The government also said that the Earth Resources Regulator will continue to be a lead regulator for the industry, although how this relationship with councils will operate in the future remains entirely unclear. Mr McGowan rightly referred to the importance of rehabilitation plans as part of the mining process, but we know from previous Victorian Auditor-General reports reporting specifically on the question of rehabilitating mines that historically this regulator has repeatedly failed in its role to ensure that land is progressively rehabilitated and returned to premining or better conditions. The government has foreshadowed further changes to the Victorian planning provisions, local planning schemes and related documents to clarify the process for this decision-making, which will be subject to community consultation. We welcome this community consultation, but the gap we see in this bill between legislation and regulation appears to be a mountainous one.

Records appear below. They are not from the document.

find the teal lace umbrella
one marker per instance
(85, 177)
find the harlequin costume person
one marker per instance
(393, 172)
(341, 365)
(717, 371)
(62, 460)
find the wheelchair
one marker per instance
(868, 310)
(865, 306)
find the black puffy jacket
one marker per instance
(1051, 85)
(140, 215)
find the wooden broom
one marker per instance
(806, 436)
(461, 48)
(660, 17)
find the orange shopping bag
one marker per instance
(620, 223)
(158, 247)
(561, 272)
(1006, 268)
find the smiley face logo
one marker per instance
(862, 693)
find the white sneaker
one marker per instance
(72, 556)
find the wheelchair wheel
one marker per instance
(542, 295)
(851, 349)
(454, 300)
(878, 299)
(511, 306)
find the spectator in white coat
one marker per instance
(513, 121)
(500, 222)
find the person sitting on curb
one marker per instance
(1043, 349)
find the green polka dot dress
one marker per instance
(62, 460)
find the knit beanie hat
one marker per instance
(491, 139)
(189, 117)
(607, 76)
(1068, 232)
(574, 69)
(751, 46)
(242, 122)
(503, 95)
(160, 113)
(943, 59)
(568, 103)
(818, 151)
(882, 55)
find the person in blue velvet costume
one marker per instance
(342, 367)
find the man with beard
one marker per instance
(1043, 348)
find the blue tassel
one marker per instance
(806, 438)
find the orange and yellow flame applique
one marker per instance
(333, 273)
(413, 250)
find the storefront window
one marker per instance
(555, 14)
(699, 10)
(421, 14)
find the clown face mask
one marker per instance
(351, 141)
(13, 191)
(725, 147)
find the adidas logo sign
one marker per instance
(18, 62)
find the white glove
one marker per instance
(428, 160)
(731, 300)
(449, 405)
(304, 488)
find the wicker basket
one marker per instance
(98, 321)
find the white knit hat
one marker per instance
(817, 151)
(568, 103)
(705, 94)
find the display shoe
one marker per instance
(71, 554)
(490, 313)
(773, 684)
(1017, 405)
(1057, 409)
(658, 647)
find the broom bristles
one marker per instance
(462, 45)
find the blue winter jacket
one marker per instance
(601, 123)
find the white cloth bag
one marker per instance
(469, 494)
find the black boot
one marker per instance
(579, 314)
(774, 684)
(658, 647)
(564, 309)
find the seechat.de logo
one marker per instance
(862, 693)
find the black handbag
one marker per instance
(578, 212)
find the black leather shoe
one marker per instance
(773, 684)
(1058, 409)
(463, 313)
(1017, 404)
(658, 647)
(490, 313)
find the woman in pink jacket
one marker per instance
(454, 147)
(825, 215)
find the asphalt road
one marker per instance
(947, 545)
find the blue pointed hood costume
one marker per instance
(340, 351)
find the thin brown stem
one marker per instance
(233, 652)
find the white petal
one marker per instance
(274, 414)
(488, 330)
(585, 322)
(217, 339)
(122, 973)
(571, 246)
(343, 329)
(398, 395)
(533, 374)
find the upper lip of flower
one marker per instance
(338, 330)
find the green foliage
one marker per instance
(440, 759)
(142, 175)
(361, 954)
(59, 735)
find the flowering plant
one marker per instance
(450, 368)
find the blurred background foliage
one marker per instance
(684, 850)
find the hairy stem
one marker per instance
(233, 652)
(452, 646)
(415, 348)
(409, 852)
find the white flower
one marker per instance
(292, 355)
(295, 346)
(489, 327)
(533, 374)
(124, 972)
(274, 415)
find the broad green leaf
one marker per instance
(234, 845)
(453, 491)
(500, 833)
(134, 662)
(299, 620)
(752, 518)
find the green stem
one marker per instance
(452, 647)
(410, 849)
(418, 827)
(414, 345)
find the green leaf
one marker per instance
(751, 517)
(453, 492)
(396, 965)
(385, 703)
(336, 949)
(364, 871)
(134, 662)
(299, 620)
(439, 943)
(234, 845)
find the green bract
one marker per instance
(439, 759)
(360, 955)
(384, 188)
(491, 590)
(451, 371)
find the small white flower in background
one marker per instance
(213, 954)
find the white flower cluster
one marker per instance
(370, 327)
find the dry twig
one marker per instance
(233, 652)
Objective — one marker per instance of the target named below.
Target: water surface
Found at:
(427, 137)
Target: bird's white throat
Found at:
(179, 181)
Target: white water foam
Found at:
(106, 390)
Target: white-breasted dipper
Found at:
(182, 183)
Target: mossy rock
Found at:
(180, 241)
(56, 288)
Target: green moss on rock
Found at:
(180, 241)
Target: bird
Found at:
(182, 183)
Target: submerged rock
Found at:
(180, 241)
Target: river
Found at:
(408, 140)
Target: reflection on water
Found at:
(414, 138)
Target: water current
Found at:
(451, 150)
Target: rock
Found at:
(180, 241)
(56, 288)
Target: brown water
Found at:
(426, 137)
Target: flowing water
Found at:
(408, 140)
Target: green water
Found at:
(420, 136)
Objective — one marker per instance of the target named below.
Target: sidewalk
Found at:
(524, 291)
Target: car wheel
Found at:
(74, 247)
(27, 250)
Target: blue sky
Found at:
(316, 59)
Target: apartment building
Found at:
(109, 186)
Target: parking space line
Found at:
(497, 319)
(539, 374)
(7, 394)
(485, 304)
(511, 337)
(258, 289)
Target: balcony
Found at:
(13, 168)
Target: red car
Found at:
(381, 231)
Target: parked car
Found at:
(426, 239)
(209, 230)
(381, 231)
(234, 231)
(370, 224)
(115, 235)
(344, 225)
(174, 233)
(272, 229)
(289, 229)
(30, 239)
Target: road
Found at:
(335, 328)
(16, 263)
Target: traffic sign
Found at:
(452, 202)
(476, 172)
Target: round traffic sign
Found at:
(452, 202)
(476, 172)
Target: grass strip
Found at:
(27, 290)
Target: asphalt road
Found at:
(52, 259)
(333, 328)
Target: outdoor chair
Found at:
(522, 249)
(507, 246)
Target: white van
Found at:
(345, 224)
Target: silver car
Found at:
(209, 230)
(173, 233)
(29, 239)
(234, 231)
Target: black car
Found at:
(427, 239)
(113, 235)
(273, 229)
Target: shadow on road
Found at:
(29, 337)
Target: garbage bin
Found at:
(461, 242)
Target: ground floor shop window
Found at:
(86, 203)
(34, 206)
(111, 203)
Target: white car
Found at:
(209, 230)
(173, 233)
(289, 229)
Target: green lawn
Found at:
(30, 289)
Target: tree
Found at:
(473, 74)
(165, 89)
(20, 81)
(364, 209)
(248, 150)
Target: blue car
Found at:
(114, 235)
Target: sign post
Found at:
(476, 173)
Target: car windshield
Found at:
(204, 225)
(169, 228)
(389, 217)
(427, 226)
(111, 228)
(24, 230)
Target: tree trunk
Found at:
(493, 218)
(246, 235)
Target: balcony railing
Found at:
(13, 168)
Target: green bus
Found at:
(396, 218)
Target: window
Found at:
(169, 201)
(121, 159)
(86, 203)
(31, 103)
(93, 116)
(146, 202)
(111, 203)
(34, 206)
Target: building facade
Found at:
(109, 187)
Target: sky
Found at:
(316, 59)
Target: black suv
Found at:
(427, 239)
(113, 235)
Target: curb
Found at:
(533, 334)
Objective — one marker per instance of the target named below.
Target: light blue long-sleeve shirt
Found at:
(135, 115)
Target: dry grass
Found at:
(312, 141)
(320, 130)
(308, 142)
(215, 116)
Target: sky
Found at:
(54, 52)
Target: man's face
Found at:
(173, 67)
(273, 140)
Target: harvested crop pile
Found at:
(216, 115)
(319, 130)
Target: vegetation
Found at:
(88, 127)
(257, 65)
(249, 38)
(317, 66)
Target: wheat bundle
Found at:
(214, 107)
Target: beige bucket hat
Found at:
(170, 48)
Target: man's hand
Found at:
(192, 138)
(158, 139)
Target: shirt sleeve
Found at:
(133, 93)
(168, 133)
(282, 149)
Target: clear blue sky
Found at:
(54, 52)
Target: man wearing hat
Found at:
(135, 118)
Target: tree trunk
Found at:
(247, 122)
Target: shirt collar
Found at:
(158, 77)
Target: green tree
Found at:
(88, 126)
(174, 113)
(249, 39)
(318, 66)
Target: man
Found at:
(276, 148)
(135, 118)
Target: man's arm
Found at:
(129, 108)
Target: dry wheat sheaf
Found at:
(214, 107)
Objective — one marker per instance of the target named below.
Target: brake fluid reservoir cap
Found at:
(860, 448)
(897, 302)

I concur with Mr McGowan: we have also been inundated with calls for further community consultation on both regulation and implementation, and we would like to see the government listen to those calls. I would say these are not your classic short-form bulk emails. These are really well thought through and considered letters from primarily rural and regional constituents.

We believe that consultation should happen first and then this bill should be brought back to this place. That is why we will not lend our support to this bill at this time. One of Legalise Cannabis Victoria’s pillars is ‘Save our planet’, and this principle is front and centre in our deliberations on this bill. So to this end, we will be supportive of proposed amendments that will encourage greater consultation with local governments, environmental organisations and regional communities likely to be impacted by mining and exploration. Broad consultation, transparency and accountability are important, and we do not want to settle for less.